Depression is common in Parkinson’s disease as the symptoms become worse and unresponsive to treatment. It is particularly difficult to treat, since type A monoamine oxidase inhibitor antidepressants (e.g. phenelzine) are absolutely contraindicated with levodopa, and tricyclic antide-pressants (e.g. amitriptyline) have extrapyramidal side-effects.

All antiparkinsonian drugs, especially in high doses, can bring on confusion particularly with nocturnal visual hallucinations, which may exacerbate any cognitive impairment.

Drug-induced parkinsonism

Reserpine (a drug once used in the treatment of hyper-tension), phenothiazines and butyrophenones induce a parkinsonian syndrome, with slowness and rigidity but usually little tremor. Methyldopa and tricyclic anti-depressants also cause some slowing of movement. These unwanted effects tend not to progress. They respond poorly, if at all, to levodopa and usually disappear when the drug causing them is stopped.

Other movement disorders due to neuroleptic drugs

Neuroleptic drugs (i.e. phenothiazines and butyro-phenones) also produce other varieties of movement disorder. Three are described here.

•Akathisia.
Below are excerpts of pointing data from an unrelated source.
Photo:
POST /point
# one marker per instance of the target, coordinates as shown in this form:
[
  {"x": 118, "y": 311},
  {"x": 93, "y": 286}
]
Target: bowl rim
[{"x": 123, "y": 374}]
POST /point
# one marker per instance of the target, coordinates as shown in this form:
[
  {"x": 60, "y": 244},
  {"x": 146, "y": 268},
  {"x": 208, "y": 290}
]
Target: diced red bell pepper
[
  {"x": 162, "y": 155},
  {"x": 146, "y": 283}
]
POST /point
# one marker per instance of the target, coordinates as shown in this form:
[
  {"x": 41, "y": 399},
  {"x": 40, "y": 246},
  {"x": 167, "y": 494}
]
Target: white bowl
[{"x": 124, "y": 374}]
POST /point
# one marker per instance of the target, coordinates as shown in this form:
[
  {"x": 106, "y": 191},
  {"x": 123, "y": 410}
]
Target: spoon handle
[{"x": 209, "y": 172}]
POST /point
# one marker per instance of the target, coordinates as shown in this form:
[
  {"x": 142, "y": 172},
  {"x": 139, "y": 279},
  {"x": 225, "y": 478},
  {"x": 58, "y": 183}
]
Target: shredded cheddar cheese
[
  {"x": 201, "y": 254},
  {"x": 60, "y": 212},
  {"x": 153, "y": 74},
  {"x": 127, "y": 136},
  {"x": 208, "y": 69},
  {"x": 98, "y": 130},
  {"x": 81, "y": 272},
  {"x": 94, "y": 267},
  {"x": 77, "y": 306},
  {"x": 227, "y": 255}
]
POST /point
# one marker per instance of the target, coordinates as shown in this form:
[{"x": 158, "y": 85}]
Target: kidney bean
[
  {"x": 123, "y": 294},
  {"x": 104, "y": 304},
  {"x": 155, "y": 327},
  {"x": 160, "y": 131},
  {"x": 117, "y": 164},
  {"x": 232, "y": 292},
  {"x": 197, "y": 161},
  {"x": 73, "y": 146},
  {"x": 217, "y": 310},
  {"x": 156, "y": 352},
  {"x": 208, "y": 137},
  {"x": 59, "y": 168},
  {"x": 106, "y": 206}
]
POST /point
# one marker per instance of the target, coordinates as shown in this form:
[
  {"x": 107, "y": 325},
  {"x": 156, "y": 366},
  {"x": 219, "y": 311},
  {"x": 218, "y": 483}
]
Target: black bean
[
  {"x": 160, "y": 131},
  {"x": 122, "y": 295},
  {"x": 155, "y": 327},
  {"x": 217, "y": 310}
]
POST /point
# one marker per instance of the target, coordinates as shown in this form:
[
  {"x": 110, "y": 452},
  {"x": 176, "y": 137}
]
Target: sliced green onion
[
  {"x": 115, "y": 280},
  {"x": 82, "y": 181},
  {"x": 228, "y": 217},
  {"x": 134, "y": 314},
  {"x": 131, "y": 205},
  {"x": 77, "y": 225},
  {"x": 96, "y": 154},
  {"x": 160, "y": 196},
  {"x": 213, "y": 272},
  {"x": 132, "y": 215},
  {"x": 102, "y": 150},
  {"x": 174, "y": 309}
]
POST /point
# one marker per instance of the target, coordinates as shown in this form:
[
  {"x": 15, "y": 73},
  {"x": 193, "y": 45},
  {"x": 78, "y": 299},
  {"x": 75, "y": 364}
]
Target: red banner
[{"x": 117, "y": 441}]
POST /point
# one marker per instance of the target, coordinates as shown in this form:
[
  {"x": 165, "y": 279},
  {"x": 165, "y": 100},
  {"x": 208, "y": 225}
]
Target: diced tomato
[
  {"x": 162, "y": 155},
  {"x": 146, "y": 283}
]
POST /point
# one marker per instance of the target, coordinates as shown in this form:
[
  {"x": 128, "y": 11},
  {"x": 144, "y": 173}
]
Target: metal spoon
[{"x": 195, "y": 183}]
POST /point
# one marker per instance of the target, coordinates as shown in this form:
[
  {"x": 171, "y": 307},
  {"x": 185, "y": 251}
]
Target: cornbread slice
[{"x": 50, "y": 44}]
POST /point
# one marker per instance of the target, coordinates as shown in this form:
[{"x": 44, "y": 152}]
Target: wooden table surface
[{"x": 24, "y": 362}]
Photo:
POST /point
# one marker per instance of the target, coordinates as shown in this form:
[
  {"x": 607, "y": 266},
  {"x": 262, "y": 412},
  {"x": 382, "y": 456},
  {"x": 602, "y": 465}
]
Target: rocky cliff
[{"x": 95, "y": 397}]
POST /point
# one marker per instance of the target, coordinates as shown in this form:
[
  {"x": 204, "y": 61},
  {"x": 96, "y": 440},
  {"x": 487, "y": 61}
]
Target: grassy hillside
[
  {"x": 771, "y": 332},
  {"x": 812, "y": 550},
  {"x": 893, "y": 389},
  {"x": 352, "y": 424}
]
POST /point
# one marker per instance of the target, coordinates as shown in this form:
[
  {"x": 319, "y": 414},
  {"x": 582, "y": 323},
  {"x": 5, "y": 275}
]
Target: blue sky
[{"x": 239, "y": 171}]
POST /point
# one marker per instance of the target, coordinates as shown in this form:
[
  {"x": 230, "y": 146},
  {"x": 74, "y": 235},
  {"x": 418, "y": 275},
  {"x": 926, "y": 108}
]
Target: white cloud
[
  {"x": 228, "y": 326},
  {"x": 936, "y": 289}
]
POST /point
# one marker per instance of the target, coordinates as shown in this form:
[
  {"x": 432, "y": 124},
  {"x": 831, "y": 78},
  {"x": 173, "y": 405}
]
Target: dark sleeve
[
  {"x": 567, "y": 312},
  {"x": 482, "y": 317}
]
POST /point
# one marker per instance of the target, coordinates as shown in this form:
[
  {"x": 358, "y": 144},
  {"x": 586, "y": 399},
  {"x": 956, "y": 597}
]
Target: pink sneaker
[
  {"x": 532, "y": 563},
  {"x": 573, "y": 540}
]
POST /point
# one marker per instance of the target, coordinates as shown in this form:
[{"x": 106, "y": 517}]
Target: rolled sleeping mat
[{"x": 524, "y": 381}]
This is a restless, repetitive and irresistible need to move.

•Acute dystonic reactions. These sometimes follow, dramatically and unpredictably, single doses of neuroleptics, and related drugs used as antiemetics or vestibular sedatives (such as prochlorperazine and metoclopramide). Spasmodic torticollis, trismus and oculogyric crises (i.e. episodes of sustained upward gaze) occur. These acute dystonias respond promptly to the intravenous injection of an anticholinergic drug such as benztropine (1–2 mg) or procyclidine 5–10 mg. Both the offending drug, and all drugs from the same group, should be avoided subsequently.